Probability of defect detection in pulse compression favourable thermal excitation schemes for infra-red non-destructive testing

Abstract

InfraRed non-destructive testing and evaluation (IRNDT&E) has emerged as a promising approach for non-destructive testing and evaluation (NDT&E) of various materials because of its inherent merits such as remote, non-invasive, qualitative as well as quantitative inspection capabilities. Among the various IRNDT&E techniques, recently proposed modulated pulse compression favourable thermal wave imaging (PCTWI) techniques, especially frequency modulated thermal wave imaging (FMTWI) and its digitised version digitised FMTWI (DFMTWI) have gained popularity over the conventional sinusoidal modulated [lock-in thermography (LT)] and pulse-based thermographic techniques [pulse thermography (PT) and pulse phase thermography (PPT)] by providing better depth resolution, in less experimentation time, using low peak power excitation heat sources.
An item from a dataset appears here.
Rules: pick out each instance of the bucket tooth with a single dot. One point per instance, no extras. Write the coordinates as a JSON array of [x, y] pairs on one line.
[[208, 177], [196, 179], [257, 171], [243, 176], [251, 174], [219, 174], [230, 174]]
The present work highlights a comparative study on highly depth resolved continuous depth scanning PCTWI techniques, with single frequency thermal excited LT, on the basis of defect detection probability. The proposed study has been carried out on a glass fibre reinforced polymer test sample with Teflon inserts as defects by considering peak side lobe ratio as a figure of merit. The experimental results clearly show that the probability of detection of defects for DFMTWI is far superior as compared to FMTWI and LT.